In establishing the amazing sweep of Fosdick's ministry, Miller's work evokes the question of where this preacher found the time and stamina for it all. His stewardship of talent and time is awesome. He was a person of strong resolve, inner discipline, and diligence that were combined with a genuine sensitivity and warm personal regard for others. This study looks to his early years in upstate New York and to his marriage and family life that supplied so much strength to his being. It deals perceptively with the emotional breakdown in Fosdick's student years that led him to both insight and understanding of others similarly afflicted. Miller concludes, after his ten years of research and study, that Harry Fosdick was "an admirable human being." Although few "warts" were turned up, those that were have been included.

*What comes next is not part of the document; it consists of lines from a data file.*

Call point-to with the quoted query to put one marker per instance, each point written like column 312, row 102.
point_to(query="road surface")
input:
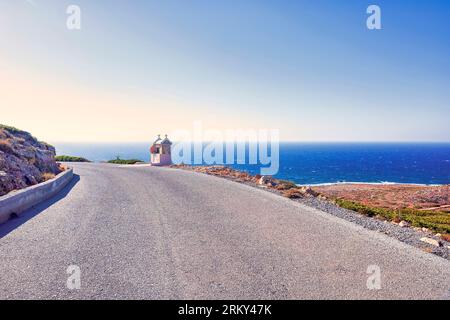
column 160, row 233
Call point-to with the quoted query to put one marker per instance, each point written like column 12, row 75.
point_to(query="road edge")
column 19, row 201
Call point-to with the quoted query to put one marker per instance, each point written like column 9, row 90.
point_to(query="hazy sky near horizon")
column 309, row 68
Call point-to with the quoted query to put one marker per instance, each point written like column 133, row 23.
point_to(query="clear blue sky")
column 309, row 68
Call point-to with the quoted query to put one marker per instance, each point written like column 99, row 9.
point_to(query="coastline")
column 424, row 238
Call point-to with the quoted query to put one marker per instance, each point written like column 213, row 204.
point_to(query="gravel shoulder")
column 159, row 233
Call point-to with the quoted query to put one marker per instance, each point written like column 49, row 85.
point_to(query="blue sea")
column 321, row 163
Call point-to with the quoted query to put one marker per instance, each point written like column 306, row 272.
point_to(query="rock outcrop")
column 24, row 161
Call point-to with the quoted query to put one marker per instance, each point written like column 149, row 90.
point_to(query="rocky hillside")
column 24, row 161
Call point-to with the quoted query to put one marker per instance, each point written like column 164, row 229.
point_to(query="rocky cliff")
column 24, row 161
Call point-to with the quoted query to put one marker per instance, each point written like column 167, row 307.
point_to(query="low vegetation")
column 70, row 159
column 434, row 220
column 124, row 161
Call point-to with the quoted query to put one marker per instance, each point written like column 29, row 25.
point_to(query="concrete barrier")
column 19, row 201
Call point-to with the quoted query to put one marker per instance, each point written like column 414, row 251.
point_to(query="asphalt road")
column 159, row 233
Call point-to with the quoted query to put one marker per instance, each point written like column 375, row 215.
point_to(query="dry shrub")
column 47, row 176
column 5, row 146
column 292, row 194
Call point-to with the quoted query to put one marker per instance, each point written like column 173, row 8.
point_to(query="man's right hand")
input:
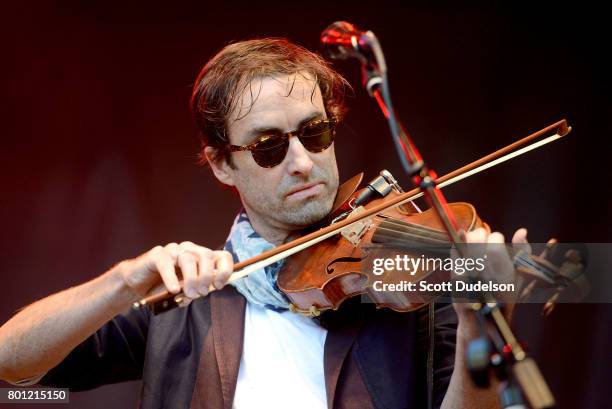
column 199, row 267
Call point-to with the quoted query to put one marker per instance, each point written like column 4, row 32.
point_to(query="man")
column 267, row 110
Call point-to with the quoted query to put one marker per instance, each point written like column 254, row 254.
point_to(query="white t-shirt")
column 282, row 361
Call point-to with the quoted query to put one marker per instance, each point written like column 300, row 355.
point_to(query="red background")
column 99, row 147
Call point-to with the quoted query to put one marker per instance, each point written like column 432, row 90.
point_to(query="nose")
column 298, row 158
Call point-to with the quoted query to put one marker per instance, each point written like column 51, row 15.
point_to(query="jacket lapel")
column 337, row 346
column 227, row 313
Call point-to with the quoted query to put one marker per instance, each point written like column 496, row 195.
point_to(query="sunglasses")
column 270, row 150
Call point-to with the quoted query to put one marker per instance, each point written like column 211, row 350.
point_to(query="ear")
column 219, row 166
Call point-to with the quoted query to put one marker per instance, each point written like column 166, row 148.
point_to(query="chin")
column 306, row 214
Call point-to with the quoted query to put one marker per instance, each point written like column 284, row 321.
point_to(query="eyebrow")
column 263, row 130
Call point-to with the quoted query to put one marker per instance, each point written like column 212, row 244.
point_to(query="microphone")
column 343, row 40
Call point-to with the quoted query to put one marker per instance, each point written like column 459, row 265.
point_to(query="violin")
column 321, row 268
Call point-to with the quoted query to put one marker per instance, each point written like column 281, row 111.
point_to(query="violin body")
column 324, row 275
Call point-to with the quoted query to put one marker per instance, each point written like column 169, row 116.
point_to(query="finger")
column 207, row 271
column 206, row 265
column 224, row 266
column 165, row 267
column 520, row 236
column 495, row 237
column 173, row 249
column 519, row 241
column 476, row 236
column 188, row 264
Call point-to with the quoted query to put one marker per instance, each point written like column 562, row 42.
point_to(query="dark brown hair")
column 225, row 77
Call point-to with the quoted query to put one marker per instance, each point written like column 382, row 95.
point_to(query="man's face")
column 300, row 190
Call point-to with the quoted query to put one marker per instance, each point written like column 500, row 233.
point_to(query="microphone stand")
column 518, row 372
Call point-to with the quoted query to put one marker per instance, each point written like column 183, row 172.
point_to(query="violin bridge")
column 355, row 231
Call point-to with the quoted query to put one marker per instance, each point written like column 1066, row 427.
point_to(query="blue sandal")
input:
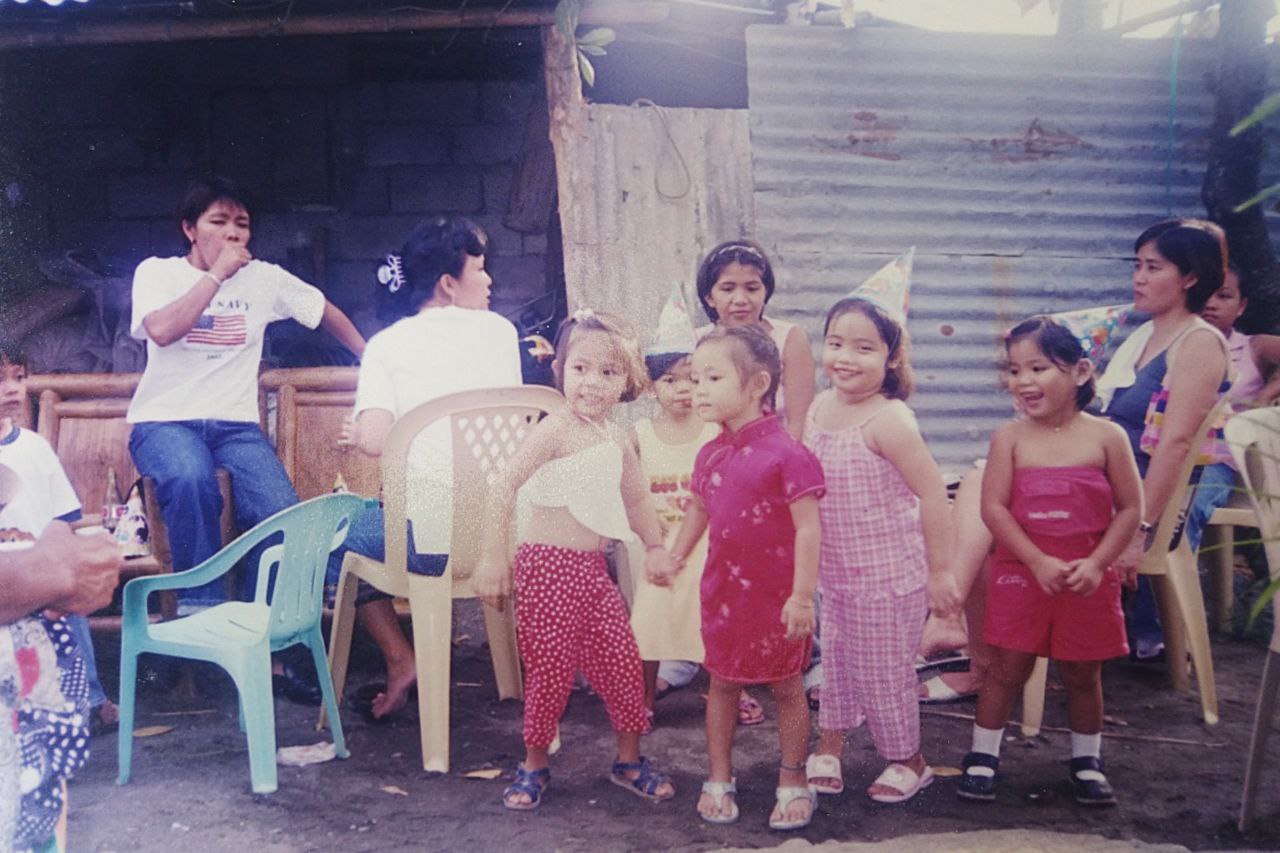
column 648, row 780
column 531, row 783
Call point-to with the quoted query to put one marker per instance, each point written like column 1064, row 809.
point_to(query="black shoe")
column 1091, row 792
column 977, row 787
column 300, row 688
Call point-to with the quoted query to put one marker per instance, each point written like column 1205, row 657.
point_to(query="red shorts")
column 1066, row 626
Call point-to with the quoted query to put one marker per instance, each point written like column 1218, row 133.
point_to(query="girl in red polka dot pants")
column 581, row 482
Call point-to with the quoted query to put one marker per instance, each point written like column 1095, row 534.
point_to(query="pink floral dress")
column 748, row 480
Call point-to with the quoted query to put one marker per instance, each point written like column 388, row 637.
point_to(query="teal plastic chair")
column 241, row 635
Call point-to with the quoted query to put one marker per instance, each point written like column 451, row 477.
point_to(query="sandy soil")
column 190, row 787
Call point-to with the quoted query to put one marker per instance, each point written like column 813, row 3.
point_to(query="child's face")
column 721, row 393
column 855, row 356
column 222, row 223
column 594, row 374
column 1225, row 305
column 737, row 296
column 675, row 388
column 13, row 388
column 1041, row 388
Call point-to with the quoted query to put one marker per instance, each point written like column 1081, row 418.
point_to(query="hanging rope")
column 1173, row 117
column 680, row 156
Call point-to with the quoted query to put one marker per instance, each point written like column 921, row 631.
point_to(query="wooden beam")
column 607, row 13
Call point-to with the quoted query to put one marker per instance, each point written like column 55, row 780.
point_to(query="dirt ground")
column 1178, row 780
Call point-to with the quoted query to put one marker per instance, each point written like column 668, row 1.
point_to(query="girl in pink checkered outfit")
column 1061, row 497
column 885, row 534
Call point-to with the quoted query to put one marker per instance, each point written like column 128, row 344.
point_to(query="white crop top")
column 588, row 484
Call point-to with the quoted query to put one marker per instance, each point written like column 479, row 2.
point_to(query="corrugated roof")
column 1020, row 168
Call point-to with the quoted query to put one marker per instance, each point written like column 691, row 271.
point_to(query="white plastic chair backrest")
column 292, row 571
column 1255, row 441
column 1155, row 560
column 487, row 427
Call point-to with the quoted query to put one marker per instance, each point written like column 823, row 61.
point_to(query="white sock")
column 987, row 742
column 1084, row 746
column 1087, row 746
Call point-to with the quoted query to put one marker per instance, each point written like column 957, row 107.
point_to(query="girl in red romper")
column 1061, row 497
column 757, row 489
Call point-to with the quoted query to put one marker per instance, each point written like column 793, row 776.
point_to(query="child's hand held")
column 1050, row 574
column 658, row 565
column 798, row 616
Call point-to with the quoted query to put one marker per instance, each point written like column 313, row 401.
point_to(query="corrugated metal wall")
column 654, row 190
column 1020, row 168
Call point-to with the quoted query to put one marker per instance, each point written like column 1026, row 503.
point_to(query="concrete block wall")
column 342, row 168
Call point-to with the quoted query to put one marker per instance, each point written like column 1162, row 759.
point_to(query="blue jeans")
column 366, row 538
column 85, row 641
column 181, row 457
column 1212, row 492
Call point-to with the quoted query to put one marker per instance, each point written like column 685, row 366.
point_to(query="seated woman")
column 1179, row 265
column 204, row 315
column 1257, row 383
column 447, row 341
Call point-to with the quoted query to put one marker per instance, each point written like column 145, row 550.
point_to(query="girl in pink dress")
column 757, row 489
column 886, row 533
column 1061, row 497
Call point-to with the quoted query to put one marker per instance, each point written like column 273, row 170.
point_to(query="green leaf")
column 1269, row 106
column 585, row 68
column 598, row 37
column 566, row 17
column 1258, row 199
column 1261, row 603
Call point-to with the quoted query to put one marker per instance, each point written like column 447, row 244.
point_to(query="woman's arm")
column 170, row 323
column 341, row 327
column 798, row 379
column 1266, row 354
column 1194, row 377
column 492, row 575
column 897, row 438
column 1125, row 496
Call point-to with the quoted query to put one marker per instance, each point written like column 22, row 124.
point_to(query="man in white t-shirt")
column 204, row 316
column 449, row 342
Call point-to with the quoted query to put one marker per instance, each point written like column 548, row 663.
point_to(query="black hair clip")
column 392, row 273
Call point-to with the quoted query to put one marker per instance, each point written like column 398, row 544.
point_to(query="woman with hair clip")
column 446, row 341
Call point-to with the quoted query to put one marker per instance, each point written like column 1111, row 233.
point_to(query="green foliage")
column 1269, row 106
column 589, row 44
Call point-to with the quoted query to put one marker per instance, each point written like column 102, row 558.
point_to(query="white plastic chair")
column 487, row 427
column 1255, row 441
column 1178, row 593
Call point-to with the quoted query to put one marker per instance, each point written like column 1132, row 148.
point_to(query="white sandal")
column 824, row 766
column 720, row 792
column 786, row 796
column 904, row 780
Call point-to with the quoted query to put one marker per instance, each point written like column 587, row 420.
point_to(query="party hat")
column 1096, row 328
column 675, row 332
column 890, row 286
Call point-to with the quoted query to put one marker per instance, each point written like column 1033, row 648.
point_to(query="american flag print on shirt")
column 219, row 331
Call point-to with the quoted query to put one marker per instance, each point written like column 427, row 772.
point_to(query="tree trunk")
column 1235, row 163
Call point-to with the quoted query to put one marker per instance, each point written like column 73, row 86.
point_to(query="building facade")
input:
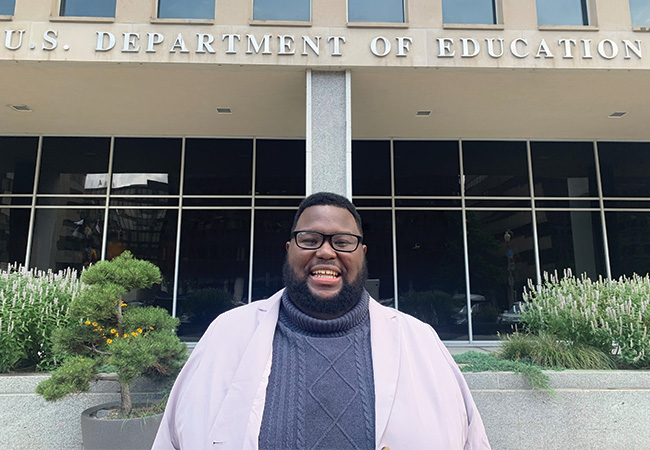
column 485, row 142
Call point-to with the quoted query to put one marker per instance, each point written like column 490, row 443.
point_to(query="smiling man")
column 321, row 365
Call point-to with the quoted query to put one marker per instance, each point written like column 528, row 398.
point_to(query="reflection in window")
column 272, row 231
column 571, row 240
column 376, row 11
column 431, row 271
column 213, row 272
column 426, row 168
column 495, row 168
column 74, row 165
column 625, row 168
column 14, row 227
column 564, row 169
column 7, row 7
column 186, row 9
column 292, row 10
column 67, row 238
column 562, row 12
column 88, row 8
column 640, row 11
column 501, row 261
column 628, row 237
column 149, row 234
column 218, row 167
column 469, row 11
column 17, row 164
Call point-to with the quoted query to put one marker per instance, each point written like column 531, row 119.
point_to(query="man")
column 321, row 365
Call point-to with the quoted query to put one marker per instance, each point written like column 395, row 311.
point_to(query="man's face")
column 324, row 273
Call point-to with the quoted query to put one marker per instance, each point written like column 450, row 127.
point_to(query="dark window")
column 186, row 9
column 88, row 8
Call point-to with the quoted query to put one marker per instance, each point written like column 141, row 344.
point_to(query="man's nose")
column 326, row 251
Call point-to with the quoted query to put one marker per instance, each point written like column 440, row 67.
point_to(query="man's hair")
column 327, row 199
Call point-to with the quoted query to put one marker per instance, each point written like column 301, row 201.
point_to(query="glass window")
column 371, row 168
column 494, row 168
column 67, row 238
column 501, row 261
column 88, row 8
column 564, row 169
column 213, row 272
column 469, row 11
column 628, row 237
column 218, row 167
column 74, row 165
column 293, row 10
column 186, row 9
column 562, row 12
column 145, row 166
column 14, row 227
column 272, row 231
column 426, row 168
column 431, row 269
column 280, row 167
column 376, row 11
column 17, row 165
column 7, row 7
column 640, row 10
column 625, row 168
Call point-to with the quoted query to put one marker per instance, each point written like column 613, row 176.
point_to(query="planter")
column 117, row 434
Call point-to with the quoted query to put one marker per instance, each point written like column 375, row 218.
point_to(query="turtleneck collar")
column 296, row 320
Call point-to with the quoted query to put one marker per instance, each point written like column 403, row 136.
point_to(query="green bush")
column 32, row 305
column 610, row 315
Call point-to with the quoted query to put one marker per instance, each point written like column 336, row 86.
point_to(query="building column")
column 328, row 135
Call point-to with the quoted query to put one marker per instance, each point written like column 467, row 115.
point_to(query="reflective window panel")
column 186, row 9
column 640, row 11
column 293, row 10
column 88, row 8
column 14, row 225
column 146, row 166
column 218, row 167
column 495, row 168
column 280, row 167
column 571, row 240
column 562, row 12
column 625, row 168
column 72, row 165
column 428, row 168
column 628, row 236
column 501, row 261
column 272, row 231
column 17, row 164
column 149, row 234
column 375, row 11
column 469, row 11
column 564, row 169
column 431, row 270
column 377, row 236
column 67, row 238
column 371, row 168
column 213, row 272
column 7, row 7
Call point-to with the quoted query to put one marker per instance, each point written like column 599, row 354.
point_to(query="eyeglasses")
column 313, row 240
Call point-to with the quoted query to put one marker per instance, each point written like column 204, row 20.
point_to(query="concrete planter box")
column 592, row 410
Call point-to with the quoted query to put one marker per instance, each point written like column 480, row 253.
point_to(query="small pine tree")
column 103, row 330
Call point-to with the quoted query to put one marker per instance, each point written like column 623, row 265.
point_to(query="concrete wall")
column 592, row 410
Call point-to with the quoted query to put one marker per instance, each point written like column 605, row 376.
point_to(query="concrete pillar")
column 329, row 136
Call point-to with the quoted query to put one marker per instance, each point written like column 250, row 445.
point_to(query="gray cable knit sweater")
column 321, row 391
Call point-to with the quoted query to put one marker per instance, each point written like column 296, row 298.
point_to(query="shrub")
column 32, row 305
column 610, row 315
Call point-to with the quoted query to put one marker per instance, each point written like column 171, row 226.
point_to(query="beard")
column 336, row 306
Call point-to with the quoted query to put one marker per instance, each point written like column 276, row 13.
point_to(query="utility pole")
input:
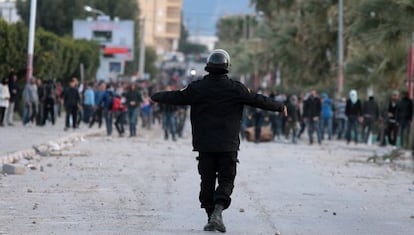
column 410, row 67
column 141, row 66
column 340, row 48
column 30, row 47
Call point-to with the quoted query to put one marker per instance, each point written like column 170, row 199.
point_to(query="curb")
column 30, row 153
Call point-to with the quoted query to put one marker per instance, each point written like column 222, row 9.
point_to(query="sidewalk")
column 17, row 141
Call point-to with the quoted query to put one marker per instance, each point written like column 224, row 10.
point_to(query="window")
column 102, row 36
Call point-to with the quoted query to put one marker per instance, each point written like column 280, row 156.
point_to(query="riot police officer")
column 216, row 113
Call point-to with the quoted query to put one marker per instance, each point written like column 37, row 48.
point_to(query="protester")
column 353, row 111
column 13, row 90
column 42, row 99
column 71, row 100
column 31, row 101
column 292, row 118
column 146, row 111
column 404, row 116
column 340, row 117
column 327, row 116
column 133, row 101
column 370, row 114
column 99, row 105
column 4, row 99
column 88, row 102
column 107, row 107
column 312, row 112
column 119, row 111
column 392, row 124
column 49, row 103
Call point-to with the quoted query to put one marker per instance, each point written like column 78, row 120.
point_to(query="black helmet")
column 218, row 62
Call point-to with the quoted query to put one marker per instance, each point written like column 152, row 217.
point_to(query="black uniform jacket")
column 216, row 110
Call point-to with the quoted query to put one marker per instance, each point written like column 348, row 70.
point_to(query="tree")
column 54, row 57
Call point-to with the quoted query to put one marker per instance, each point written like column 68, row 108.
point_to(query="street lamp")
column 93, row 10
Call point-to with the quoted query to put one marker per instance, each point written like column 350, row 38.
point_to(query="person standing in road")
column 13, row 90
column 71, row 100
column 118, row 111
column 88, row 102
column 340, row 117
column 404, row 117
column 392, row 124
column 133, row 100
column 31, row 101
column 371, row 114
column 353, row 111
column 99, row 105
column 4, row 99
column 49, row 103
column 312, row 108
column 327, row 116
column 216, row 112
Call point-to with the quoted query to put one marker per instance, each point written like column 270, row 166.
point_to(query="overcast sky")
column 200, row 16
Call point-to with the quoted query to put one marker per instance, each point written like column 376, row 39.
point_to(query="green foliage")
column 54, row 57
column 300, row 38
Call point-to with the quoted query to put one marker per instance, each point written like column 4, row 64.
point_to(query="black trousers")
column 71, row 111
column 217, row 167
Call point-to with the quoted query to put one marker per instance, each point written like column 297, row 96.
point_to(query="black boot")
column 216, row 219
column 209, row 226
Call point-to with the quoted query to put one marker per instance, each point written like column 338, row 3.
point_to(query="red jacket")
column 117, row 104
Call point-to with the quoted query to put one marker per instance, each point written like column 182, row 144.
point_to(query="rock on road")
column 146, row 185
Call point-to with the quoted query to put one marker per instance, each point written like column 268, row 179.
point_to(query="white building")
column 208, row 41
column 116, row 39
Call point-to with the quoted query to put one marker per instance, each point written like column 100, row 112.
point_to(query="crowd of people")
column 124, row 103
column 114, row 104
column 344, row 118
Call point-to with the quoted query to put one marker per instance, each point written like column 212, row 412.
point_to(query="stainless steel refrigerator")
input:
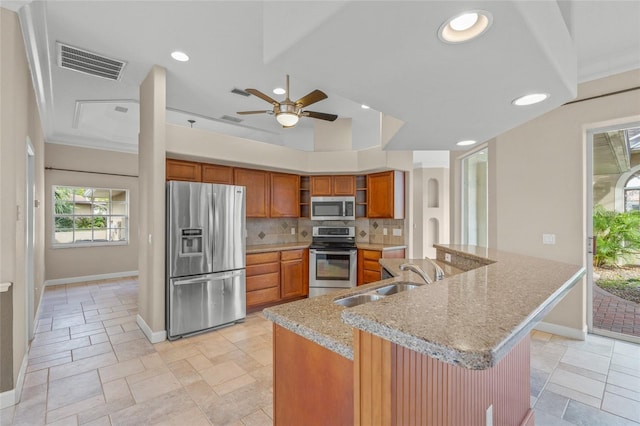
column 206, row 280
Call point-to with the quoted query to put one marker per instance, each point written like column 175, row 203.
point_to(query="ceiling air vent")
column 230, row 118
column 240, row 92
column 86, row 62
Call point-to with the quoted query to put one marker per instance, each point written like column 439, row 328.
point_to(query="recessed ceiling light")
column 465, row 26
column 530, row 99
column 180, row 56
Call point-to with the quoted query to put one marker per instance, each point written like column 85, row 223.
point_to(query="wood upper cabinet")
column 285, row 195
column 333, row 186
column 183, row 170
column 257, row 183
column 385, row 195
column 294, row 273
column 213, row 173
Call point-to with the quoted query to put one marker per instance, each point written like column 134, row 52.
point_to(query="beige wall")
column 86, row 167
column 20, row 121
column 538, row 182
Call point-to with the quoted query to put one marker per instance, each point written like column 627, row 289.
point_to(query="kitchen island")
column 452, row 352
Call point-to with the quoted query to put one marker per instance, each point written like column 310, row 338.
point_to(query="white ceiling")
column 385, row 54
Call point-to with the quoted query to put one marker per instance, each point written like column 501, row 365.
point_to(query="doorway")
column 613, row 222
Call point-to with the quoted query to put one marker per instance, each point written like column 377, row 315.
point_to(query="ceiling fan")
column 289, row 112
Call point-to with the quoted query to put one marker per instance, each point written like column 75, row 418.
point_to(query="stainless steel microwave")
column 333, row 208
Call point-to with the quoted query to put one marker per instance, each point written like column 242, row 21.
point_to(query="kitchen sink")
column 395, row 288
column 357, row 299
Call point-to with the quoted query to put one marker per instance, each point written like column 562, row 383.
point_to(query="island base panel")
column 397, row 386
column 312, row 385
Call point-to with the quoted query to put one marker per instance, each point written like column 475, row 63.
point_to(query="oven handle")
column 331, row 252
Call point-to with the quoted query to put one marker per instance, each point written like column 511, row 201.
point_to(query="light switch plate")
column 548, row 238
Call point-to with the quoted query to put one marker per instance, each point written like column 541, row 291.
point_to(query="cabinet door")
column 212, row 173
column 285, row 195
column 385, row 195
column 344, row 185
column 321, row 186
column 257, row 183
column 183, row 170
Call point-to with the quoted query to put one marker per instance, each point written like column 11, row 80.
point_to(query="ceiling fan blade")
column 311, row 98
column 254, row 112
column 320, row 115
column 261, row 95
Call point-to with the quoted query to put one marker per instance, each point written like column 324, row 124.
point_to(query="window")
column 90, row 216
column 475, row 199
column 632, row 193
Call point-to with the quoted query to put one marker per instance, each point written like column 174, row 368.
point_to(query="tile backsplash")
column 278, row 231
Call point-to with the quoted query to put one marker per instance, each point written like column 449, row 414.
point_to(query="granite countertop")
column 474, row 318
column 263, row 248
column 471, row 319
column 381, row 247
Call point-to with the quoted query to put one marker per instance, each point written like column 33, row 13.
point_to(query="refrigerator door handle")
column 208, row 278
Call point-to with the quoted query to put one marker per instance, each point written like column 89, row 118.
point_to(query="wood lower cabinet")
column 257, row 184
column 285, row 195
column 213, row 173
column 183, row 170
column 369, row 269
column 294, row 273
column 263, row 278
column 311, row 384
column 385, row 195
column 276, row 276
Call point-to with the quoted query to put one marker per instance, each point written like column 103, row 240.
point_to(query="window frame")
column 108, row 215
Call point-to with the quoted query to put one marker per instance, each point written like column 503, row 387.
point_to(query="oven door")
column 332, row 270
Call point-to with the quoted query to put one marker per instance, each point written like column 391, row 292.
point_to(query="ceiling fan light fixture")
column 530, row 99
column 465, row 26
column 180, row 56
column 287, row 119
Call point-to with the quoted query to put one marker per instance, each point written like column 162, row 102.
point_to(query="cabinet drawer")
column 291, row 254
column 266, row 295
column 371, row 254
column 371, row 265
column 257, row 258
column 371, row 276
column 263, row 281
column 263, row 268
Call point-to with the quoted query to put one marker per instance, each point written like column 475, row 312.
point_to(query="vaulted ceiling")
column 385, row 54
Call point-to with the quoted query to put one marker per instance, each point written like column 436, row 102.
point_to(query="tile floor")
column 90, row 364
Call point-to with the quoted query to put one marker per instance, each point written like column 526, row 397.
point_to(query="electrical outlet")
column 488, row 421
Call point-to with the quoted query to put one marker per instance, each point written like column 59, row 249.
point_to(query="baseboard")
column 73, row 280
column 152, row 336
column 12, row 397
column 561, row 330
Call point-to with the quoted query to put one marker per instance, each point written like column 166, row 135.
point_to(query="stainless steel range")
column 333, row 259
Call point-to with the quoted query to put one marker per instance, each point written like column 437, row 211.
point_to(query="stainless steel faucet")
column 414, row 268
column 439, row 275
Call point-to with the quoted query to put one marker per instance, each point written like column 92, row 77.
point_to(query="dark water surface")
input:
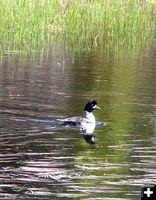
column 47, row 161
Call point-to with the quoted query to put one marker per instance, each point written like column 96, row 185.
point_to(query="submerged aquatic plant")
column 29, row 25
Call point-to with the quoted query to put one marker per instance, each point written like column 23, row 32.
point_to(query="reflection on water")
column 48, row 161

Throughout, Miller relates Fosdick's ministry to the historical context in which a particular focus occurred. As a historian, he provides background that is helpful and faithful to Fosdick's conviction "that theologies are culturally conditioned." This format is especially helpful in understanding changes in Fosdick's thought. For example, events of the 1930s stimulated a sermon, "The Church Must Go Beyond Modernism," described by one appraiser as "an unexpected depth charge into the sea of theology." It signaled a recognition of liberal theology's deficiencies and an increasing appreciation of the emerging neoorthodoxy of his colleague and friend, Reinhold Niebuhr--but only an appreciation, not a conversion.

Certain of Fosdick's concerns are given larger attention than others: the dedication to world peace, the controversy with Presbyterian fundamentalists while he was at First Presbyterian Church in New York City, his early interest in pastoral counseling as valid ministry. This is fitting; all of these were of primary concern to him. But Miller has neglected no area of Fosdick's life in this complete study, and while he disqualifies himself as able to do justice to the theological dimensions of Fosdick's thought, what he provides is adequate to an understanding of where the


548 - Harry Emerson Fosdick: Preacher, Pastor, Prophet

preacher stood in relation to the dominant trends in the theological climate in which he toiled. Furthermore, Harry Emerson Fosdick offered himself as an interpreter of the faith, not as a systematic theologian. In only a few cases has Miller given an extended exposition of a particular work, The Meaning of Prayer, for example, in which he discusses both its strengths and its weaknesses.

Harry Emerson Fosdick is offered without footnotes, although explanations are provided when needed for clarification. Whether or not their absence is a deficiency may rest on personal preference of the reader. It does eliminate the temptation to offer as a primary source what is gleaned from a secondary one, a temptation incidentally, to which the eminent preacher was not immune on occasion. In place of footnotes, a very complete "Essay on Sources" has been included.

Robert Moats Miller identifies himself as a "general historian of the twentieth-century United States," but does not claim credentials as "a church historian or historian of religion." Although he may feel comfortable with such a disclaimer, his excellent, readable, perceptive, and sensitive biography of Harry Emerson Fosdick is a major contribution to the field of American church history.